The Department of Health (DOH) recently declared a national dengue epidemic. Based on the report from the agency’s Epidemiology Bureau (DOH-EB), a total of 249,332 cases were reported across the country in 2019 as of August 24 (a 109 percent increase from 2018’s numbers). Additionally, the agency confirmed over 1,000 dengue-related deaths to date during the specified time period.
How dengue spreads
Dengue is a mosquito-borne disease. The virus (DEN) has four officially recognized strains, or serotypes: DEN-1, DEN-2, DEN-3, and DEN-4. A person who already had one strain becomes immune to that particular strain. However, immunity to one strain appears to make the others even more dangerous for the patient.
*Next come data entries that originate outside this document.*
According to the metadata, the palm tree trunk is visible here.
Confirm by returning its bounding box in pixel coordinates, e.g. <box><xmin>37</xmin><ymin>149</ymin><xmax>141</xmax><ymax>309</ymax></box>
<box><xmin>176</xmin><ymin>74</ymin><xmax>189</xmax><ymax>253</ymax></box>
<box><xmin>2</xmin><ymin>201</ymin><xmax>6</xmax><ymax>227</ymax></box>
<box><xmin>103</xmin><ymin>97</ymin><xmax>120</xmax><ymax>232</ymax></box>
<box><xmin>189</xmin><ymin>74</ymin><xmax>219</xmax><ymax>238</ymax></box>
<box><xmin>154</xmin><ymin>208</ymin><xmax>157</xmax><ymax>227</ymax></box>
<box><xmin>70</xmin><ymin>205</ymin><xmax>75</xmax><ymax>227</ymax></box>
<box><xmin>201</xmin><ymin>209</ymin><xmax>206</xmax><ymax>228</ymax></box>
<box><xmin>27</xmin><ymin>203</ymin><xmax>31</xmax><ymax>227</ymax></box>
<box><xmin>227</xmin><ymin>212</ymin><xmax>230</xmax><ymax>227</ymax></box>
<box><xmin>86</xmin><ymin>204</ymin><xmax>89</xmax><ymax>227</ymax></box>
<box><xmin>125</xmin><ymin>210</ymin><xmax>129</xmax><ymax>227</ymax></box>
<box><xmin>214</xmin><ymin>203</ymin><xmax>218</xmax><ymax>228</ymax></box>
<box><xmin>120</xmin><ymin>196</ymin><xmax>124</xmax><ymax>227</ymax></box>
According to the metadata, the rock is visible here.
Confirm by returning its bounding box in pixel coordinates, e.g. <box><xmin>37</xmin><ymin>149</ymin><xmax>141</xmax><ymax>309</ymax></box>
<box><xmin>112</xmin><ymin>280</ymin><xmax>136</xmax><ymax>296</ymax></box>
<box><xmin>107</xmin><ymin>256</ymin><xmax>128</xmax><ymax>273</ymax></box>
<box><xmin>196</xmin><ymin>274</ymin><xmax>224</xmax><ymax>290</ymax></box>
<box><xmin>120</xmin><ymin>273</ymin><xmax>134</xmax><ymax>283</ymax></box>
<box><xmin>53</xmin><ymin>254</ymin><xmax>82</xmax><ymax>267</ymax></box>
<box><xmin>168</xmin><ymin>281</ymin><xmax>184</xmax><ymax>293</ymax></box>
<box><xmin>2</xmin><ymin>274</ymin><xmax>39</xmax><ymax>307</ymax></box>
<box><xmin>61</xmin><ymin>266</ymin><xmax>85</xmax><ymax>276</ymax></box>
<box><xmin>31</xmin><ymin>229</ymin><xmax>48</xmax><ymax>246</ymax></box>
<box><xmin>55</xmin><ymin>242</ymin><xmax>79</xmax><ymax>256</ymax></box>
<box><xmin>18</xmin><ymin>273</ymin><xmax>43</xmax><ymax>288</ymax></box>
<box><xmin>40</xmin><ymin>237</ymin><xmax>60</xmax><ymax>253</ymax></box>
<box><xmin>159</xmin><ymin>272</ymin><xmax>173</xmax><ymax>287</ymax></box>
The virus is passed on to humans through bites from infected Aedes aegypti mosquitoes. These insects acquire the virus from feeding on the blood of an infected person. Once infected, the human serves as a carrier and multiplier of the virus, becoming a source for uninfected mosquitoes.
On November 8, 2019, Spanish health authorities announced what may be the first confirmed case of dengue transmitted through male-to-male sexual intercourse: a 41-year-old from Madrid who exhibited dengue symptoms after having sex with his male partner (who had recently been to Cuba). Previously published accounts from Europe and South Korea, however, had already hinted at the possibility of dengue transmitted through sexual intercourse.
Symptoms of dengue
Symptoms include high fever (40°C) accompanied by any two of the following:
*Pain behind the eyes
*Muscle and joint pain
These symptoms usually last for 2-7 days, after an incubation period of 4-10 days.
In severe cases, symptoms may include plasma leaking, fluid accumulation, respiratory distress, severe bleeding, or organ impairment. In this critical stage, the symptoms can be lethal. Proper medical care can prevent complications and death.
Although dengue has been infecting millions of people worldwide since 1970, there is still no specific treatment for dengue fever.
Dengvaxia, the first vaccine for the disease, was developed in 2015. However, clinical trials showed that although it is safe and effective for seropositive individuals (those who had previous dengue virus infection), seronegative individuals (those who experienced their first natural dengue infection after vaccination) had increased risk of severe dengue. Thus, only patients who had already contracted dengue should avail vaccination.
Precautionary and control measures
At present, the main method to combat the disease is via vector control measures.
Proper environmental modification, solid waste disposal, and water storage management can prevent mosquitoes from accessing egg-laying habitats. Individuals may also take precautionary measures, such as wearing sleeved clothes, using insect repellent lotion, and installing window screens.
As the disease has become a national problem in the Philippines, there is a stronger call for community participation and mobilization for sustained vector control. It is also critical to properly disseminate information and heighten awareness about the disease. –MF
Editor’s note: A suspected fifth serotype, DENV-5, was isolated in October 2013, but has not yet been formally recognized by the World Health Organization.